巻頭言
馬 好 き の 教 育 論
目 賀 田 八 郎

 スポーツマンシップという言葉の初出は、1749年である。フィールディング作『トム・ジョーンズ』である。狩猟家精神と訳されるところを『スポーツマンシップ』としたのである。ツルゲーネフの猟人日記が『スポーツマン・ダイアリー』と訳されたのとの同じである。当時スポーツといえば、騎乗の狩しかなかったのである。

 人間と馬の、共存の歴史は古い。スキタイ騎馬民族の発生の地ウクライナでは、BC3700年頃の、家畜化された馬の骨が発掘されている。その後東西へ、スキタイ族の侵出と共に伝播したのだろう。BC2000年頃の『殷墟』から、駟車(戦闘馬車)が、BC1700年頃のエジプトからは、『騎士を乗せた馬車を描いた壺』が発掘されている。
 また、BC1300年頃から現れた、乗馬に便利な『胡服』が、今日のズボンの起源である。直刀が、今日の反りをもったのも、騎馬戦に便利だからである。

 ともあれ、そういう歴史を経て、騎士道が生まれた。それは『巧みさ』と共に『優雅さ』が求められた。近代馬術でも、騎士としての優雅な『心』が最も重視さているのである。当時は、騎士の心がない者は、ロバに乗ったのである。
 騎士に好まれたのが『騎乗槍試合』である。団体で行う勝抜戦をトーナメントと言うが、これば仏語の『馬を回す』の意味である。勿論個人戦のマッチゲームも、馬術から生まれた言葉である。  この『巧みさ』と『優雅さ』を、そのまま競技として独立させたのが、独に生まれた『器械体操』である。鞍馬・跳馬の名が示す通り、もとは乗馬の訓練だったのである。だから、馬の具象である平行棒の下はくぐらない。馬の腹の下は、くぐらないのが鉄則だからである。

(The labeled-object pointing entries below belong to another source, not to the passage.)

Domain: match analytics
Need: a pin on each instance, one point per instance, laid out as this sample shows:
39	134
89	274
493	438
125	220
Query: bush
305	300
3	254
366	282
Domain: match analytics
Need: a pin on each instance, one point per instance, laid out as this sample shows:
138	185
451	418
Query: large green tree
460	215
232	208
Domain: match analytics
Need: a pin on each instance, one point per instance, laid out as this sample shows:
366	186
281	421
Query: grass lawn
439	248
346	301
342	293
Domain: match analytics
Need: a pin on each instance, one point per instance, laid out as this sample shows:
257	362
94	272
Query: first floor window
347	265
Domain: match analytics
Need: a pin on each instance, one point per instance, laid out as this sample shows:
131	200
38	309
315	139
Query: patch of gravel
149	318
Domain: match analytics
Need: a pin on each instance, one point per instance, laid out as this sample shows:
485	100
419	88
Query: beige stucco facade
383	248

 長々と馬術の話をしたが、これだけ歴史のあるものに、現代の鑑がないわけがない。それを説きたい為である。
 馬を御するに、古来より三態ありとされている。近代馬術にも、この継承はある。
 独に『馬を御するを主とする』法が生まれた。伊に『馬の自然に従うを主とする』法が生まれた。今も、これを尊奉する派もある。
 しかしほとんどは、仏の『馬の自然を尊重しながら、人為で御す』が主流である。
 子供を馬に置き換えては……と思いつつ、今の現場の反省にならないであろうか。